De bijzonder bestuurder heeft alle bevoegdheden van de aandeelhouders en het leidinggevend orgaan van de instelling. De bijzonder bestuurder mag deze bevoegdheden echter slechts uitoefenen onder toezicht van de afwikkelingsautoriteit.
3.
De bijzonder bestuurder heeft de wettelijke plicht om alle noodzakelijke maatregelen te nemen om de in artikel 31 genoemde afwikkelingsdoelstellingen in de hand te werken en afwikkelingsmaatregelen uit te voeren overeenkomstig het besluit van de afwikkelingsautoriteit.
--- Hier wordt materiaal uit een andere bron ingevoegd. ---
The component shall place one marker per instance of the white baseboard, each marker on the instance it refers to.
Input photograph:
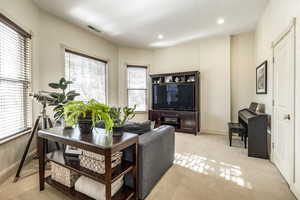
(6, 173)
(214, 132)
(295, 192)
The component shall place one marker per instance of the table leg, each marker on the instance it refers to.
(136, 170)
(108, 174)
(41, 154)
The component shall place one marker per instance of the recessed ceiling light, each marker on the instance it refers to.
(160, 36)
(220, 21)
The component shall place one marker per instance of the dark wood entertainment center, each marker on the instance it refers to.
(187, 121)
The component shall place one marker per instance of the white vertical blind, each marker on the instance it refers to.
(88, 76)
(137, 87)
(15, 79)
Ingeval zulks noodzakelijk is, heeft deze plicht voorrang boven elke andere bestuursplicht op grond van de statuten van de instelling of het nationale recht ingeval deze niet consistent zijn. Mogelijke maatregelen kunnen zijn: een verhoging van het kapitaal, een reorganisatie van de eigendomsstructuur van de instelling of overnames door instellingen die financieel en organisatorisch gezond zijn, overeenkomstig de in hoofdstuk IV bedoelde afwikkelingsinstrumenten.
4.
De afwikkelingsautoriteiten kunnen grenzen stellen aan het optreden van de bijzonder bestuurder of eisen dat voor bepaalde handelingen van de bijzonder bestuurder voorafgaande toestemming van de afwikkelingsautoriteit is vereist. De afwikkelingsautoriteiten kunnen de bijzonder bestuurder op elk moment uit zijn functie ontheffen.
5.
De lidstaten eisen dat een bijzonder bestuurder met regelmatige tussenpozen die door de afwikkelingsautoriteit worden vastgesteld en aan het begin en einde van zijn mandaat verslagen ten behoeve van de aanstellende afwikkelingsautoriteit opstelt over de economische en financiële positie van de instelling en over de handelingen die hij bij de uitoefening van zijn taken heeft verricht.
6.
Een bijzonder bestuurder wordt voor niet langer dan een jaar aangesteld. Deze termijn kan bij wijze van uitzondering worden verlengd als de afwikkelingsautoriteit van oordeel is dat nog steeds aan de voorwaarden voor de aanstelling van een bijzonder bestuurder wordt voldaan.
7.
Indien meerdere afwikkelingsautoriteiten voornemens zijn een bijzonder bestuurder met betrekking tot een entiteit binnen een groep aan te stellen, overwegen zij of het passender zou zijn om dezelfde bijzonder bestuurder voor alle betrokken entiteiten aan te stellen om oplossingen die de financiële soliditeit van de betrokken entiteiten herstellen te vergemakkelijken.
8.
Indien de nationale wetgeving bepaalt dat er in geval van insolventie een curator wordt aangesteld, kan deze de bijzondere bestuurder in de zin van dit artikel zijn.